Use Kafka to store recovery data.

Uses a "progress" topic and a "state" topic with a number of partitions equal to the number of workers. Will take advantage of log compaction so that topic size is proportional to state size, not epoch count.

Use a distinct topic prefix per dataflow so recovery data is not mixed.

>>> from bytewax.execution import run_main
>>> from bytewax.inputs import TestingInputConfig
>>> from bytewax.outputs import StdOutputConfig
>>> flow = Dataflow()
>>> flow.inp("inp", TestingInputConfig(range(3)))
>>> flow.capture(StdOutputConfig())
>>> recovery_config = KafkaRecoveryConfig(
...     ["localhost:9092"],
...     "sample-dataflow",
... )
>>> run_main(
...     flow,
...     recovery_config=recovery_config,
... )  # doctest: +ELLIPSIS
(...)

If there's no previous recovery data, topics will automatically be created with the correct number of partitions and log compaction enabled

Args

brokers : List[str]
List of host:port strings of Kafka brokers.
topic_prefix : str
Prefix used for naming topics.

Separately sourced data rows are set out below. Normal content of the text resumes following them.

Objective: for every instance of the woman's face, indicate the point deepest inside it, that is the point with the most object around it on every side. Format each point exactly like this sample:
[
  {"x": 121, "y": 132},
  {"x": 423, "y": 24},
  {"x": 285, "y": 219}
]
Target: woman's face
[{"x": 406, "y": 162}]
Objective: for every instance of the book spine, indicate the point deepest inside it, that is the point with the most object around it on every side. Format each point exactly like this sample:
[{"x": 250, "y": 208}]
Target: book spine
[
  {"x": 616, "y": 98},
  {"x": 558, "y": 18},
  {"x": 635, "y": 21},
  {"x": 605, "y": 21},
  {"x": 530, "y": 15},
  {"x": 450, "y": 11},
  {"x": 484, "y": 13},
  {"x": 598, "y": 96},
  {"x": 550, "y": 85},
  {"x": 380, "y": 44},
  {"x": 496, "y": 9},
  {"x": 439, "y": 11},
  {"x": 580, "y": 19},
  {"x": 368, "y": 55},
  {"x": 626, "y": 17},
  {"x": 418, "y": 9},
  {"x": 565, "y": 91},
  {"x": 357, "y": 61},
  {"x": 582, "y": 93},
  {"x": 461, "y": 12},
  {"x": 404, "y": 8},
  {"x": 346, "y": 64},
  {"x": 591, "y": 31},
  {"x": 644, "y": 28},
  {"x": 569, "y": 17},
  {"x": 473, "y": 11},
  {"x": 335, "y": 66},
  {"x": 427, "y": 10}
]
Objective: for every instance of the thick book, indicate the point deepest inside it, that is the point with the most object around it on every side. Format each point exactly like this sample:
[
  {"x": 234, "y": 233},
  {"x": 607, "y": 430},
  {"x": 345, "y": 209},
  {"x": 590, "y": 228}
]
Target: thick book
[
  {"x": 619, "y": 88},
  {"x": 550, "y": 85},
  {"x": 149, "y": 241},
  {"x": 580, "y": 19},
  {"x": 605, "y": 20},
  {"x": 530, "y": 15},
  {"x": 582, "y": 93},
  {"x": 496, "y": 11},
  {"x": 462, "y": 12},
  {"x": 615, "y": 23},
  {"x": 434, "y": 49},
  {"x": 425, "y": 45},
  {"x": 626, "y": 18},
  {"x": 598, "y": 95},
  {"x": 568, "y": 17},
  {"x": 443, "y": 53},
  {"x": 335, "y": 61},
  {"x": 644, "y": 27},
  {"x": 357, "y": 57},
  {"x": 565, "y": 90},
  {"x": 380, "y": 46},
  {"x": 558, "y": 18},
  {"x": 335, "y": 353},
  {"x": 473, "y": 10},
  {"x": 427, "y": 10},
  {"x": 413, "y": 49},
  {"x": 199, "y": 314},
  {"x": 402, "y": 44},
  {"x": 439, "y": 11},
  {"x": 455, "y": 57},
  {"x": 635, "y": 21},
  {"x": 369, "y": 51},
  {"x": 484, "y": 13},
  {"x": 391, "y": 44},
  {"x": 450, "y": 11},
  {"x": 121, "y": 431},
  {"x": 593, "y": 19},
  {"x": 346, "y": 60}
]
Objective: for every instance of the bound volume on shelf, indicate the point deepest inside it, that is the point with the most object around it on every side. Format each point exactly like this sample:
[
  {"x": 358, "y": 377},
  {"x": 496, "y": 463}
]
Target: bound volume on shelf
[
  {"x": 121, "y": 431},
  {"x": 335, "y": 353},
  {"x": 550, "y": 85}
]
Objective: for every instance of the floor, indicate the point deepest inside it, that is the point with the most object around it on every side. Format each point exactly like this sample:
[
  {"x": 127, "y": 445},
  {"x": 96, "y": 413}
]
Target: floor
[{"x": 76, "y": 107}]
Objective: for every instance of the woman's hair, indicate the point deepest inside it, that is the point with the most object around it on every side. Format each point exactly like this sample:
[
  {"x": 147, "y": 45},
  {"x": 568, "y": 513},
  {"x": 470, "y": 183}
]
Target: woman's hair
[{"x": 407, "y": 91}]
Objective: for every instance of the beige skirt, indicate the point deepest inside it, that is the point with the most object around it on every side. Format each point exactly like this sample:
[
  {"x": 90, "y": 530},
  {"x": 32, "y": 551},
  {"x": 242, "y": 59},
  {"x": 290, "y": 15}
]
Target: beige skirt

Must be distinct per-dataflow. Two topics will be created using this prefix "topic_prefix-progress" and "topic_prefix-state".

Returns

Config object. Pass this as the recovery_config argument to your execution entry point.

Ancestors

Instance variables

var brokers

Return an attribute of instance, which is of type owner.

var topic_prefix

Return an attribute of instance, which is of type owner.

class RecoveryConfig

Base class for a recovery config.

This describes how each worker in a dataflow cluster should store its recovery data.

Use a specific subclass of this that matches the kind of storage system you are going to use. See the subclasses in this module.

Subclasses

class SqliteRecoveryConfig (db_dir)

Use SQLite to store recovery data.

Creates a SQLite DB per-worker in a given directory. Multiple DBs are used to allow workers to write without contention.

Use a distinct directory per dataflow so recovery data is not mixed.

>>> from bytewax.execution import run_main
>>> from bytewax.inputs import TestingInputConfig
>>> from bytewax.outputs import StdOutputConfig
>>> flow = Dataflow()
>>> flow.input("inp", TestingInputConfig(range(3)))
>>> flow.capture(StdOutputConfig())
>>> tmp_dir = TemporaryDirectory()  # We'll store this somewhere temporary for this test.
>>> recovery_config = SqliteRecoveryConfig(tmp_dir)
>>> run_main(
...     flow,
...     recovery_config=recovery_config,
... )  # doctest: +ELLIPSIS
(...)

DB files and tables will automatically be created if there's no previous recovery data.

Args

db_dir : Path
Existing directory to store per-worker DBs in. Must be distinct per-dataflow. DB files will have names like "worker0.sqlite3". You can use "." for the current directory.

Returns

Config object. Pass this as the recovery_config argument to your execution entry point.

Ancestors

Instance variables

var db_dir

Return an attribute of instance, which is of type owner.